The girls’ analysis of Swift-Kelce distills key aspects of the junior-Swiftie mind-set, both in its chaste wish-casting (flash back to circa-2009 Taylor, sitting on the bleachers awaiting her shot with the football star) and in its nuanced acknowledgment that Swift, as one of my passengers said, is the “greatest businesswoman”: a savvy, even sly architect of her brand, yes, but fundamentally an honest broker. Even the greenest Swifties know, on some intuitive level, that they are being played, and they are happy to play along—not least because they have so many friends to play with.

In the late summer, I moved with my family to a new town, where we don’t know anybody, and, within a couple weeks of school starting, my daughter, until then a casual listener of “Midnights,” had been recruited as a militant Swiftie. It was easy to see why. I had missed the deadline to sign the kids up for soccer. We don’t go to church. The house of Swift offered scripture in the form of song lyrics and vestments in the form of concert merch and friendship bracelets; it provided the social glue of communal devotion. I could only give my kid a new home; I needed Taylor Swift to help her find her people.

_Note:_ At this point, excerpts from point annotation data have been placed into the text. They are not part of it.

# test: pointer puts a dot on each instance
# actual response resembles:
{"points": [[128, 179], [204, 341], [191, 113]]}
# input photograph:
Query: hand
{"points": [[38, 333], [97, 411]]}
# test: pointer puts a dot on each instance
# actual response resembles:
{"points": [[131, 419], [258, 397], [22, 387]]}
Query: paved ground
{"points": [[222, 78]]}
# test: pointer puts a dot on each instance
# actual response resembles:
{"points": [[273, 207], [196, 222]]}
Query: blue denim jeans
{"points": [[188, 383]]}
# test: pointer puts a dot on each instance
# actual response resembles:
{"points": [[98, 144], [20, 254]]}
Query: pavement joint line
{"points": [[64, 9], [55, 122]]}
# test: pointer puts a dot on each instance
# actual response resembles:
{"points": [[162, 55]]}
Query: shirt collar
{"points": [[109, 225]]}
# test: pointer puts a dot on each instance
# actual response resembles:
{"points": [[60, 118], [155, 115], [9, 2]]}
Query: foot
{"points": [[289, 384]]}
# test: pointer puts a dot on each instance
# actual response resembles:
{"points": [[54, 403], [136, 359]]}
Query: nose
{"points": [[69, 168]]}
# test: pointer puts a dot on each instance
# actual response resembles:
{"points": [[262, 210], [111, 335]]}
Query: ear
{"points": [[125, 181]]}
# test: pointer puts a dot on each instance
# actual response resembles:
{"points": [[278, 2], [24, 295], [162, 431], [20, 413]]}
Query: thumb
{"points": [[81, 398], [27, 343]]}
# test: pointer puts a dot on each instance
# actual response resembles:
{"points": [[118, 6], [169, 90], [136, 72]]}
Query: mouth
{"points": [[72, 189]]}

Inside the movie-theatre lobby—where I purchased a ten-dollar “Taylor Swift: The Eras Tour” water cup for each of the girls and a thirteen-dollar “Taylor Swift: The Eras Tour” bucket of popcorn for them to share—we joined mothers and daughters, groups of women in their twenties, young gay couples, and one elderly straight couple who wanted our little squad to know that “Taylor writes all her own music.” The scene was a Swiftian Ren Faire: we saw approximations of the cheerleader outfit from the “Shake It Off” video, the Magic Markered-up T-shirt from “You Belong with Me,” the black sequined hoodie-leotard from the Reputation tour, and a plenitude of the shimmery, sparkly floor-length gowns that exemplify Swift’s Rodarte-meets-Chasing Fireflies aesthetic. The filmgoers had drawn pink glitter hearts around their eyes in honor of the “Lover” promo art and stacked friendship bracelets up to their elbows in homage to a lyric in “You’re on Your Own, Kid.” One woman mixed and matched her Swifts, pairing her frilly, moss-green “folklore” dress with the fuzzy jacket from the “Lavender Haze” video and underlining the ’fit with a pair of “Fearless”-vintage cowgirl boots. The costume, like the concert and the movie, moved deftly back and forth in Taylor time, in a spirit of fastidious reverence.

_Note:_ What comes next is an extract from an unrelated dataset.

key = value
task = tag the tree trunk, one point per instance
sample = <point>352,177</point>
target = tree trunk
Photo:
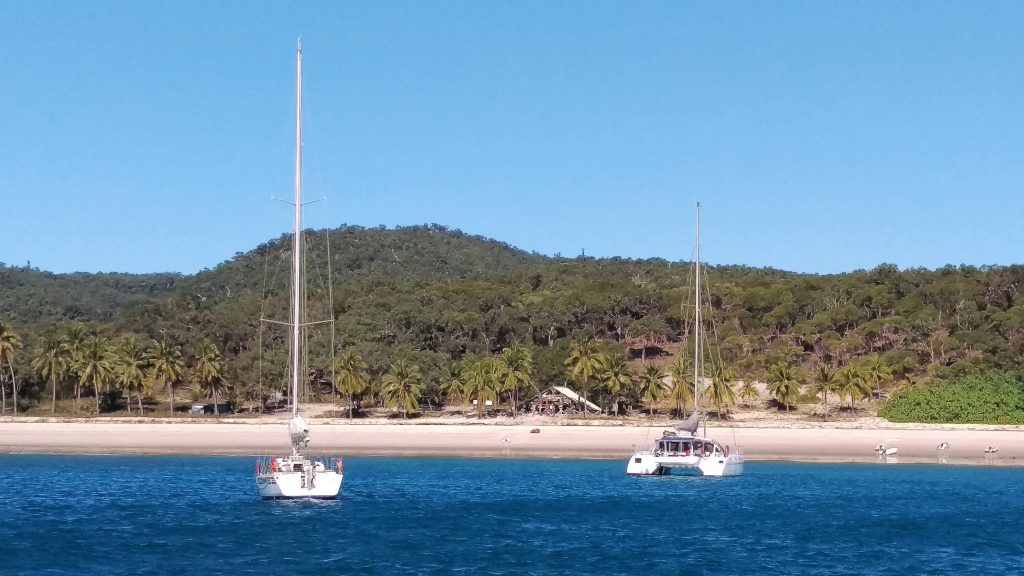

My colleague Amanda Petrusich has written that Swift’s fans connect with her so passionately in part because of the star’s “ ‘you guys’ energy, a chatty, ersatz intimacy.” The “Eras” movie bottles this exact vibe, presenting Swift much like a single gal out for her birthday, and she’s invited seventy thousand of her closest friends, and it just happens to be her turn at the karaoke mike. She does a lot of the aw-shucks-who-me?! shtick that she has been plying forever, which was charming when she was a teen-ager, became grating and fake within a few years, and now scans as impeccable commitment to the bit. After “Cruel Summer,” Swift, miming incredulity that all these people are here to see her like what?!?, tells her audience that they make her feel “so powerful”; toward the end of the concert, she claims to feel a little guilty that her audience has to endure just one last song (OMG sorry!). During the “evermore” set, Swift—who, in the first months of the COVID-19 lockdowns, built a home studio, wrote and recorded an entire album, and starred in and directed an elaborate music video, all under rigorous safety restrictions—describes her pandemic-era state as “a lonely millennial woman covered in cat hair spending seven hundred hours a day watching TV.” These feints at humility are ridiculous, and, at this point in Swift’s career, they are spectacularly ridiculous—grand and outlandish, which is to say, befitting of a megastar.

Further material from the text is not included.